JOB DESCRIPTION
Job Summary
Molina Healthcare Services (HCS) works with members, providers and multidisciplinary team members to assess, facilitate, plan and coordinate an integrated delivery of care across the continuum, including behavioral health and long-term care, for members with high need potential.
HCS staff work to ensure that patients progress toward desired outcomes with quality care that is medically appropriate and cost-effective based on the severity of illness and the site of service.
This position will support our Senior Whole Health business. Senior Whole Health by Molina is a Managed Long-Term Care (MLTC), and Medicaid Advantage (MAP) plan.
These plans streamline the delivery of long-term services to chronically ill or disabled people who are eligible for Medicaid and Medicare.
We are looking for a candidate with a NY RN, NY LMSW or NY LCSW licensure with strong organizational and time management skills.
The candidate must have the ability to work in a high-volume environment to better serve our members. Leadership and technologically proficient experience is highly preferred.
Bilingual candidates that speak Chinese are encouraged to apply. Further details to be discussed during our interview process.
Remote position within the tri city areas- New York, New Jersey, or Connecticut. Light travel about 3%
Work hours : Monday - Friday 8 : 30am- 5 : 00pm EST
NY RN, NY LMSE or NY LCSW licensure required.
KNOWLEDGE / SKILLS / ABILITIES
The Manager, Healthcare Services provides operational management and oversight of integrated Healthcare Services (HCS) teams responsible for providing Molina Healthcare members with the right care at the right place at the right time and assisting them to achieve optimal clinical, financial, and quality of life outcomes.
Responsible for clinical teams (including operational teams, where integrated) performing one or more of the following activities : care review / utilization management (prior authorizations, inpatient / outpatient medical necessity, etc.
case management, transition of care, health management and / or member assessment.
- Typically, through one or more direct report supervisors, facilitates integrated, proactive HCS management, ensuring compliance with state and federal regulatory and accrediting standards and implementation of the Molina Clinical Model.
- Manages and evaluates team member performance; provides coaching, counseling, employee development, and recognition; ensures ongoing, appropriate staff training;
and has responsibility for the selection, orientation and mentoring of new staff.
Performs and promotes interdepartmental / multidisciplinary integration and collaboration to enhance the continuity of care including Behavioral Health and Long-Term Services & Supports for Molina members.
Oversees Interdisciplinary Care Team meetings.
- Functions as hands-on manager responsible for supervision and coordination of daily integrated healthcare service activities.
- Ensures adequate staffing and service levels and maintains customer satisfaction by implementing and monitoring staff productivity and other performance indicators.
- Collates and reports on Care Access and Monitoring statistics including plan utilization, staff productivity, cost effective utilization of services, management of targeted member population, and triage activities.

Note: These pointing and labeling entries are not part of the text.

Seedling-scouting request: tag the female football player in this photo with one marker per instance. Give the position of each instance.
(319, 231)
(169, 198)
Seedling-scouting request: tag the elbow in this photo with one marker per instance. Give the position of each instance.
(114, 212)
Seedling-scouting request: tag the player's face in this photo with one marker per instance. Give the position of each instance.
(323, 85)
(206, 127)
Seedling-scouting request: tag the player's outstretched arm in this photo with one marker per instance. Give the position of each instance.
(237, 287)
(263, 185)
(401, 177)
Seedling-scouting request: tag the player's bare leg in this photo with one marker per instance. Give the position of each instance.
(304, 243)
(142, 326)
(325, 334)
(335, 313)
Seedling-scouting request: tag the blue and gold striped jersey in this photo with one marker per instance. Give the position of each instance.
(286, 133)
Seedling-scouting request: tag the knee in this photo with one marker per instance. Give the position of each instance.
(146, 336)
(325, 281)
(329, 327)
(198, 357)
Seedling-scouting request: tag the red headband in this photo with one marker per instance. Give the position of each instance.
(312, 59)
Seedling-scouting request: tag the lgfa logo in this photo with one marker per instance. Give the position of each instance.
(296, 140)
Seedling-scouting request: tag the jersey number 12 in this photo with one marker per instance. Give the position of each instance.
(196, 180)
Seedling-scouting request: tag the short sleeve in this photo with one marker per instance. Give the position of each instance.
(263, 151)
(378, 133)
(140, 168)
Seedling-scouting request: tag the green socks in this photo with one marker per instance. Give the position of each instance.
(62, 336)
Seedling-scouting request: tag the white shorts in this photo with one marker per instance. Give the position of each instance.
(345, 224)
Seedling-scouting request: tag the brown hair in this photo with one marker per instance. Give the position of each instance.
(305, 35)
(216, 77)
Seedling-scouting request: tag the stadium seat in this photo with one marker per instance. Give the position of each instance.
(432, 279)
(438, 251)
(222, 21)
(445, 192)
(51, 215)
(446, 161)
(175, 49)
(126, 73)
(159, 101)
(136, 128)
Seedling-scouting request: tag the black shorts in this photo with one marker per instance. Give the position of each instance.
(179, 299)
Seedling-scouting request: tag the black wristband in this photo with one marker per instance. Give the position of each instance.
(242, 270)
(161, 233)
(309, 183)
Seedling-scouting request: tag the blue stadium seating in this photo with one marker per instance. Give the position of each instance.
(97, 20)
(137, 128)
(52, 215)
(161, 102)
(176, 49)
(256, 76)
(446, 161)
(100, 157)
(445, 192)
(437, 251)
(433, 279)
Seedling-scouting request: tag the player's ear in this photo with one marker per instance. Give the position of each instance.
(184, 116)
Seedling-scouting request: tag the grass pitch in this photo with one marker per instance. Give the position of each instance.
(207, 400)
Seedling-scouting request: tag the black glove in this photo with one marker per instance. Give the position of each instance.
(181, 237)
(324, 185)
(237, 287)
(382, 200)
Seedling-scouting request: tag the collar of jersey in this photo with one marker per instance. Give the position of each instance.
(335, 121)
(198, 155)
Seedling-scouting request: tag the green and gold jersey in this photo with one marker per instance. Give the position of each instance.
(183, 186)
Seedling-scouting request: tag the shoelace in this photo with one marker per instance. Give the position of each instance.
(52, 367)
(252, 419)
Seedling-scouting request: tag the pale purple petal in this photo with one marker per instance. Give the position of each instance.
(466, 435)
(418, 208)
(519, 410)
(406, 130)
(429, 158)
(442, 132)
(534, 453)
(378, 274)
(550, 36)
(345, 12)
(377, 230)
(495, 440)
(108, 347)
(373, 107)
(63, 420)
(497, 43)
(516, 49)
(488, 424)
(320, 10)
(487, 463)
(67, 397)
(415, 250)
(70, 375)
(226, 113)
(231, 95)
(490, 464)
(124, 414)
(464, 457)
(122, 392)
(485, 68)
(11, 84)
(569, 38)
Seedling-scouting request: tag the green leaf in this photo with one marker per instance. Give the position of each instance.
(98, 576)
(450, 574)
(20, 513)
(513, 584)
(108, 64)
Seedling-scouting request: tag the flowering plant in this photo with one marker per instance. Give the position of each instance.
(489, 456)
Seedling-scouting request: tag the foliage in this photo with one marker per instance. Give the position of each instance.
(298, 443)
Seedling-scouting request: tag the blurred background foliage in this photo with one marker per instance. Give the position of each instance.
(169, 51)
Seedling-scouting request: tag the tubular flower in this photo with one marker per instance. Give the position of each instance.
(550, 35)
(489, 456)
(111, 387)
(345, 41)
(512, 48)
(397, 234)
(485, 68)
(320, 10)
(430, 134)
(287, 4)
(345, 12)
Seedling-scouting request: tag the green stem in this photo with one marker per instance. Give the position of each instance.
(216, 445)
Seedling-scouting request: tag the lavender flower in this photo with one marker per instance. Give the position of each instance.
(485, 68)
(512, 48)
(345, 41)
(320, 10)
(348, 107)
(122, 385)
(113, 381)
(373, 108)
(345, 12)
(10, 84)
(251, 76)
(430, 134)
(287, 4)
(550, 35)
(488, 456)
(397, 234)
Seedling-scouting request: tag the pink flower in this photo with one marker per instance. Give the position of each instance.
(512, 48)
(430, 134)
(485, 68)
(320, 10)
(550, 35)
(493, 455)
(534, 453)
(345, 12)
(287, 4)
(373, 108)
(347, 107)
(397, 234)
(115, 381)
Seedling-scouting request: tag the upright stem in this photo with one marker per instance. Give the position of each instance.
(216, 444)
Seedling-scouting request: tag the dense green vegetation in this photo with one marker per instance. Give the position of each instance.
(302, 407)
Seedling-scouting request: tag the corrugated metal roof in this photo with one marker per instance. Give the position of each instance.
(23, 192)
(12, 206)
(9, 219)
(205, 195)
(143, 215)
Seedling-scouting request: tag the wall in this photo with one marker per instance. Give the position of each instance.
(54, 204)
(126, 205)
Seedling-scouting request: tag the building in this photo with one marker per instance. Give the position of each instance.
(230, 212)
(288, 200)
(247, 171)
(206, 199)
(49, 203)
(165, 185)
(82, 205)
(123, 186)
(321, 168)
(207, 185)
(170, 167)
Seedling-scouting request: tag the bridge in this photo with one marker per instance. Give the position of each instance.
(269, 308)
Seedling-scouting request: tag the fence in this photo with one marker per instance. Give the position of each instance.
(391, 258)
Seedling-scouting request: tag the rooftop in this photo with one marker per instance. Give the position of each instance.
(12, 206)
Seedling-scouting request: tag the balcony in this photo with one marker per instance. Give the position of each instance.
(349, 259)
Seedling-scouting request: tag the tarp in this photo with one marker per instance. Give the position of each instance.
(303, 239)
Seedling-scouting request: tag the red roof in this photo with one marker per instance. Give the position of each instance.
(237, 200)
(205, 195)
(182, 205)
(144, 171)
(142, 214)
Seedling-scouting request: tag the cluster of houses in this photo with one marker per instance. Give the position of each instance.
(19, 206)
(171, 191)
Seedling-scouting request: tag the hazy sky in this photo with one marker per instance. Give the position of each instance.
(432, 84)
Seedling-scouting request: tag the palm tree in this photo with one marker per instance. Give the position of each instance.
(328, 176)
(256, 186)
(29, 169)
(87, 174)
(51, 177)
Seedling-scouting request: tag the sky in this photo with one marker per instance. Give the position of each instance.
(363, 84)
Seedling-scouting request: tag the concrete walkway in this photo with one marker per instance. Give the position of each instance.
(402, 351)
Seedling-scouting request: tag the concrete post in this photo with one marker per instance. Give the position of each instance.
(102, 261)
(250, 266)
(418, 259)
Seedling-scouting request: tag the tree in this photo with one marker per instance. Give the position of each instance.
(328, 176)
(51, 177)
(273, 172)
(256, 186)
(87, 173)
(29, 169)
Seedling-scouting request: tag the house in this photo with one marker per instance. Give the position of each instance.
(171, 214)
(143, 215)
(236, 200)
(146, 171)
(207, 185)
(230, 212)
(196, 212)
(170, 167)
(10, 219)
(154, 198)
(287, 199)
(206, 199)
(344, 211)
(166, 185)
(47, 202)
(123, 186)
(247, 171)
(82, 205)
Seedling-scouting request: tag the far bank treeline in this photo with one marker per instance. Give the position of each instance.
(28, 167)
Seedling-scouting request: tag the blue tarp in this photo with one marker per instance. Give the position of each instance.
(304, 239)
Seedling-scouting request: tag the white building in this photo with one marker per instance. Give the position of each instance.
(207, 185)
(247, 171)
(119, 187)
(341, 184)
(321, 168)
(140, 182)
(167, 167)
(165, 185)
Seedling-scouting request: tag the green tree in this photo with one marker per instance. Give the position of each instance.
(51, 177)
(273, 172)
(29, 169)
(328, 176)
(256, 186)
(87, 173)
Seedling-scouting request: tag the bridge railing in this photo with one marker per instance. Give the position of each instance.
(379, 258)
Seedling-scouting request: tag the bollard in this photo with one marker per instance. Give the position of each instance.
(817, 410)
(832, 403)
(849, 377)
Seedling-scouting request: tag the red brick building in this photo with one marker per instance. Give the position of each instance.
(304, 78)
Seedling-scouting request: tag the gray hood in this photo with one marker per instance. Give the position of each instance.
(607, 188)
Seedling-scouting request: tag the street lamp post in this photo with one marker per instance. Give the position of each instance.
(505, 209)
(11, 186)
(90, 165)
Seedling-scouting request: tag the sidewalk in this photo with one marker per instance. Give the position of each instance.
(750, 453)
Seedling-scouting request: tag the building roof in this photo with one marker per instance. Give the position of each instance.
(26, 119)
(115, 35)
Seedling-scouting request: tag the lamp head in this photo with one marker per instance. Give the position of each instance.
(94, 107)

- Ensures completion of staff quality audit reviews. Evaluates services provided and outcomes achieved and recommends enhancements / improvements for programs and staff development to ensure consistent cost effectiveness and compliance with all state and federal regulations and guidelines.
- Maintains professional relationships with provider community, internal and external customers, and state agencies as appropriate, while identifying opportunities for improvement.
JOB QUALIFICATIONS
Required Education
- Registered Nurse or equivalent combination of Licensed Vocational Nurse (LVN) or Licensed Practical Nurse (LPN) with experience in lieu of RN license.
- OR Bachelor's or master's degree in Nursing, Gerontology, Public Health, Social Work, or related field.
Required Experience
- 5+ years of managed healthcare experience, including 3 or more years in one or more of the following areas : utilization management, case management, care transition and / or disease management.
- Minimum 2 years of healthcare or health plan supervisory or managerial experience, including oversight of clinical staff.
- Experience working within applicable state, federal, and third-party regulations.
Required License, Certification, Association
- If licensed, license must be active, unrestricted and in good standing.
- Must have valid driver's license with good driving record and be able to drive within applicable state or locality with reliable transportation.
Preferred Education
Master's Degree preferred.
Preferred Experience
- 3+ years supervisory / management experience in a managed healthcare environment.
- Medicaid / Medicare Population experience with increasing responsibility.
- 3+ years of clinical nursing experience.
Preferred License, Certification, Association
Any of the following :
Certified Case Manager (CCM), Certified Professional in Healthcare Management Certification (CPHM), Certified Professional in Health Care Quality (CPHQ), or other healthcare or management certification.
To all current Molina employees : If you are interested in applying for this position, please apply through the intranet job listing.
Molina Healthcare offers a competitive benefits and compensation package. Molina Healthcare is an Equal Opportunity Employer (EOE) M / F / D / V.
Pay Range : $65,791.66 - $142,548.59 / ANNUAL
Actual compensation may vary from posting based on geographic location, work experience, education and / or skill level.